You're reading: Targeting subsidies to those who need them

About 60 percent of Ukrainians rely on subsidies to pay for their winter heating. That’s 5.4 million families.

Raising natural gas prices to market prices — or, more precisely, import parity — has been a key plank of the International Monetary Fund’s financial backing. Not only will market prices reduce corruption schemes, they will encourage conservation. But increasing prices on a poor population is problematic.

How to reduce subsidies without stoking popular outrage? How to target subsidies to those in greatest need? Can a policy of raising gas prices really work if the majority of Ukrainians need government subsidies to survive?

Who gets subsidized

For the past year, Ukraine’s Cabinet of Ministers has been grappling with the issue.
Prime Minister Volodymyr Groysman has refused to raise gas prices because it would be politically unpopular, even though it reneges on a promise made to the IMF.

The switch to market prices will also put a stop to oligarch-linked individuals buying gas at low rates and then selling it at higher prices, depriving Ukraine of the income.

The government has also chipped away at the subsidy system, ordering in April 2017 that the heating season be shortened by one month and that payments cover half a cubic meter less of gas than they had previously.

“One of the conflicts right now…is who needs to have the subsidies and who doesn’t,” Dmitry Churin, an analyst at Eavex Capital, said. “They want to eliminate subsidies to those households who can afford to pay themselves.”

The starkest change has come in the form of a Finance Ministry initiative to monetize subsidy payments, which the Cabinet of Ministers approved at the same 2017 session.
The big change is paying home dwellers rather than utilities.

“The aim of these changes is to switch to transparent and modern calculations of “real” money for subsidies between the government and fulfillers of services,” wrote Deputy Finance Minister Sergey Marchenko in an October 2017 column.

Best laid plans

The monetization system will go into effect over three stages, at the end of which Ukrainians will receive subsidies directly into bank accounts.

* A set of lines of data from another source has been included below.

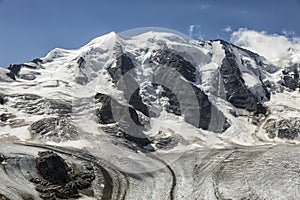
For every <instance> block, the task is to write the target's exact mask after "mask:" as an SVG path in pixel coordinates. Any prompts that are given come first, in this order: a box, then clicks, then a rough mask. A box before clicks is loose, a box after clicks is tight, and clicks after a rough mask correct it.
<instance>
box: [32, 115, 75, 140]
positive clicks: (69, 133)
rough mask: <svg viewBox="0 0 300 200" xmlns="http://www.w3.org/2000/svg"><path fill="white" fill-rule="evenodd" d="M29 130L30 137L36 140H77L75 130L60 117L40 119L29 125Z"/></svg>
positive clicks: (50, 117)
mask: <svg viewBox="0 0 300 200" xmlns="http://www.w3.org/2000/svg"><path fill="white" fill-rule="evenodd" d="M29 130H30V133H31V134H32V137H33V138H37V139H46V140H51V141H55V142H61V141H68V140H77V139H79V134H78V131H77V128H76V127H75V126H74V125H72V124H71V123H70V122H69V121H68V119H66V118H62V117H57V118H56V117H50V118H44V119H41V120H39V121H36V122H34V123H33V124H31V125H30V127H29Z"/></svg>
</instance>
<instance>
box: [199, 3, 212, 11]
mask: <svg viewBox="0 0 300 200" xmlns="http://www.w3.org/2000/svg"><path fill="white" fill-rule="evenodd" d="M209 8H210V5H209V4H204V5H201V6H200V9H201V10H206V9H209Z"/></svg>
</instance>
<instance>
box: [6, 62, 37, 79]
mask: <svg viewBox="0 0 300 200" xmlns="http://www.w3.org/2000/svg"><path fill="white" fill-rule="evenodd" d="M22 67H25V68H29V69H36V67H35V66H31V65H27V64H12V65H10V66H9V67H8V69H9V70H10V72H11V73H12V74H13V75H15V76H17V77H18V76H19V73H20V71H21V68H22Z"/></svg>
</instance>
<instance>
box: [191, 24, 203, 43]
mask: <svg viewBox="0 0 300 200" xmlns="http://www.w3.org/2000/svg"><path fill="white" fill-rule="evenodd" d="M188 32H189V37H190V38H192V39H197V40H204V38H205V35H204V34H203V33H202V28H201V25H199V24H192V25H190V26H189V27H188Z"/></svg>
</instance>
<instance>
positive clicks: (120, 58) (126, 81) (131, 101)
mask: <svg viewBox="0 0 300 200" xmlns="http://www.w3.org/2000/svg"><path fill="white" fill-rule="evenodd" d="M134 67H135V66H134V65H133V63H132V60H131V59H130V57H129V56H128V55H126V54H122V55H121V56H119V57H117V61H116V66H115V67H114V68H111V67H110V68H108V69H107V71H108V73H109V74H110V76H111V77H112V81H113V83H117V82H118V81H119V80H120V78H121V77H122V76H124V75H125V74H126V73H127V72H128V71H129V70H131V69H134ZM132 75H133V76H135V73H133V72H132ZM134 78H135V77H132V76H126V78H125V79H124V80H123V81H124V84H118V85H117V88H118V89H120V90H122V91H124V95H125V98H126V99H127V101H129V104H130V105H132V106H133V107H134V109H136V110H138V111H140V112H142V113H143V114H144V115H146V116H149V112H148V108H147V106H146V105H145V104H144V102H143V101H142V98H141V96H140V94H139V92H140V90H139V87H138V85H137V83H136V81H135V79H134ZM132 88H136V90H134V91H132ZM131 91H132V93H131Z"/></svg>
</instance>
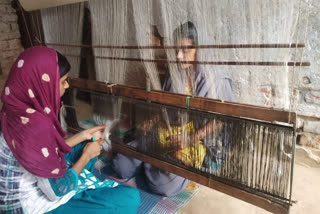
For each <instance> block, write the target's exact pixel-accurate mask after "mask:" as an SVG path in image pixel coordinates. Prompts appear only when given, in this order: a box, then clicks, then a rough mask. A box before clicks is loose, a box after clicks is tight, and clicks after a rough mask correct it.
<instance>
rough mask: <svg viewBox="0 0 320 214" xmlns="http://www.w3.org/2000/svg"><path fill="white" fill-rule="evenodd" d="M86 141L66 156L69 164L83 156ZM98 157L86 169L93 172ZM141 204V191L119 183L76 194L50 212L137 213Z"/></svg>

The first stage began on Jan. 1, in which “utilities-providing enterprises receive subsidies directly from the budget and will only pay energy suppliers with real money,” said Minister of Social Policy Andriy Reva.

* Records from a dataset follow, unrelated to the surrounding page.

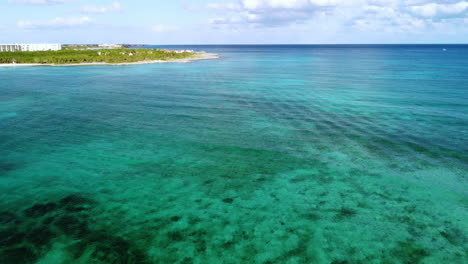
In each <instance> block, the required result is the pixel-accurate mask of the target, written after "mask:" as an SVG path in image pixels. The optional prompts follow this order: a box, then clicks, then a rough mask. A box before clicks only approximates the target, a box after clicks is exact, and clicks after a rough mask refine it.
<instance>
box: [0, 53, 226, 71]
mask: <svg viewBox="0 0 468 264" xmlns="http://www.w3.org/2000/svg"><path fill="white" fill-rule="evenodd" d="M211 59H219V55H218V54H215V53H207V52H196V53H195V54H194V56H193V57H190V58H185V59H173V60H148V61H135V62H116V63H109V62H89V63H70V64H53V63H46V64H41V63H0V68H1V67H39V66H48V67H72V66H117V65H144V64H156V63H189V62H192V61H197V60H211Z"/></svg>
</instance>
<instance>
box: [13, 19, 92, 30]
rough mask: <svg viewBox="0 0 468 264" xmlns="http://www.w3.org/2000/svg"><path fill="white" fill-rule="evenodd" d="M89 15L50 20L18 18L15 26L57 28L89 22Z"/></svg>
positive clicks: (80, 24)
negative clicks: (16, 24) (17, 21)
mask: <svg viewBox="0 0 468 264" xmlns="http://www.w3.org/2000/svg"><path fill="white" fill-rule="evenodd" d="M92 22H93V20H92V19H91V18H90V17H87V16H82V17H56V18H53V19H50V20H20V21H18V23H17V26H18V27H19V28H22V29H58V28H67V27H77V26H84V25H88V24H91V23H92Z"/></svg>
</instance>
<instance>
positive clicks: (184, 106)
mask: <svg viewBox="0 0 468 264" xmlns="http://www.w3.org/2000/svg"><path fill="white" fill-rule="evenodd" d="M152 47H161V48H173V49H181V48H183V49H194V50H198V51H200V50H204V51H207V52H214V53H218V54H219V55H220V57H221V58H220V59H217V60H204V61H196V62H193V63H185V64H183V63H180V64H177V63H170V64H152V65H131V66H80V67H21V68H20V67H16V68H0V263H2V264H12V263H14V264H28V263H34V264H49V263H50V264H70V263H80V264H92V263H96V264H99V263H139V264H147V263H148V264H149V263H161V264H170V263H179V264H189V263H197V264H208V263H214V264H224V263H226V264H228V263H229V264H230V263H233V264H234V263H248V264H250V263H255V264H276V263H277V264H299V263H304V264H313V263H324V264H331V263H333V264H344V263H376V264H377V263H389V264H390V263H410V264H414V263H437V264H439V263H444V264H447V263H456V264H459V263H460V264H461V263H468V262H467V259H468V253H467V252H468V46H467V45H380V46H379V45H351V46H346V45H316V46H314V45H310V46H302V45H296V46H287V45H275V46H248V45H245V46H169V47H167V46H152Z"/></svg>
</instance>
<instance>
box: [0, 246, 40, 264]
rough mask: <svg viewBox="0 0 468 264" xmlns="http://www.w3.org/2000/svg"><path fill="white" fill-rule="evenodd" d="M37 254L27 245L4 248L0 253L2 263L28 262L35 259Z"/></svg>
mask: <svg viewBox="0 0 468 264" xmlns="http://www.w3.org/2000/svg"><path fill="white" fill-rule="evenodd" d="M37 257H38V256H37V254H36V253H35V252H34V250H32V249H31V248H29V247H25V246H22V247H17V248H9V249H6V250H4V251H3V252H2V253H1V254H0V263H2V264H29V263H34V262H35V261H36V260H37Z"/></svg>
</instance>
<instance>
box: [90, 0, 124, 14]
mask: <svg viewBox="0 0 468 264" xmlns="http://www.w3.org/2000/svg"><path fill="white" fill-rule="evenodd" d="M121 10H122V5H121V4H120V2H114V3H112V4H110V5H108V6H95V5H86V6H82V7H81V11H82V12H84V13H101V14H103V13H109V12H119V11H121Z"/></svg>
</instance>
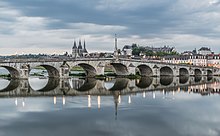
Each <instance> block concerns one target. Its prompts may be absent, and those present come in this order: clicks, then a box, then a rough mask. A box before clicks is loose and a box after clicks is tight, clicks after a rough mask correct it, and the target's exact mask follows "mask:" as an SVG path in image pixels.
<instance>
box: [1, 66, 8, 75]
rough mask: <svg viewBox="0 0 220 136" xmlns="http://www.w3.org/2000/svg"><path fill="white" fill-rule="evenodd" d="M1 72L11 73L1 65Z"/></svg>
mask: <svg viewBox="0 0 220 136" xmlns="http://www.w3.org/2000/svg"><path fill="white" fill-rule="evenodd" d="M1 74H9V72H8V70H7V69H5V68H3V67H0V75H1Z"/></svg>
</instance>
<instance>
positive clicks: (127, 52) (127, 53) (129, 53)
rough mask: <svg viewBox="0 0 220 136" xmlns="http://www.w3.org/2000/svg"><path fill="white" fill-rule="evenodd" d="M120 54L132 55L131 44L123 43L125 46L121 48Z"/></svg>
mask: <svg viewBox="0 0 220 136" xmlns="http://www.w3.org/2000/svg"><path fill="white" fill-rule="evenodd" d="M122 55H125V56H132V46H130V45H125V46H124V47H123V48H122Z"/></svg>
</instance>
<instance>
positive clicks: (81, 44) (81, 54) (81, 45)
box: [78, 39, 83, 57]
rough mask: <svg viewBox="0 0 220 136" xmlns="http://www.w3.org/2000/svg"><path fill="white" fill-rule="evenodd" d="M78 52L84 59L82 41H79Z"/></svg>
mask: <svg viewBox="0 0 220 136" xmlns="http://www.w3.org/2000/svg"><path fill="white" fill-rule="evenodd" d="M78 51H79V56H80V57H82V56H83V48H82V43H81V39H80V40H79V46H78Z"/></svg>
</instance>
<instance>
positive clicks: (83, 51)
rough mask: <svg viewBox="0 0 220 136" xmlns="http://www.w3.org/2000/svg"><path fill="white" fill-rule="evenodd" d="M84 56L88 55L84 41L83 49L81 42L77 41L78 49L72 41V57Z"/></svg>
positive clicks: (84, 42) (75, 45) (85, 44)
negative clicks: (85, 55)
mask: <svg viewBox="0 0 220 136" xmlns="http://www.w3.org/2000/svg"><path fill="white" fill-rule="evenodd" d="M86 54H88V51H87V50H86V42H85V40H84V43H83V47H82V43H81V40H79V45H78V47H77V46H76V41H75V40H74V43H73V48H72V57H74V58H77V57H84V56H85V55H86Z"/></svg>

But by the start of February, the Cabinet of Ministers issued a statement on Jan. 30 implying that the Finance Ministry had “blocked payments all over Ukraine” because of the “new mechanism of paying out subsidies.”

The Ministry of Regional Development issued a separate statement saying that the Finance Ministry needed to act in order to “prevent a collapse.”

The Ministry of Regional Development declined to comment.

“Monetization is a kind of revolution, and we’re doing it for the first time,” Finance Minister Oleksandr Danyliuk said on Jan. 31. The Finance Ministry told the Kyiv Post in a statement that an issue with treasury payouts had occurred because “not all participants in the process understood how it would work in practice.”

It’s been a tough transition, with groups popping up to oppose further increases. The monetization policy is meant, in part, to address these concerns.

Churin said that monetizing the subsidies could cut down on waste by ending a byzantine network of payments that ended up subsiding producers.

Danilyuk said in a Feb. 20 interview with Channel 5 that the broader issue with gas payments has to do with the country’s sclerotic market for extraction. Ukraine has enough of its own gas reserves to be a net exporter to the European Union, but is not exploiting the potential supply and domestic production has been stuck at 20 billion cubic meters for years.

“At this transition stage — before the full guarantee of internal consumption of gas via our own extraction — we need to choose a specific model of the market to develop competition and get rid of cost arbitrage,” Danilyuk said.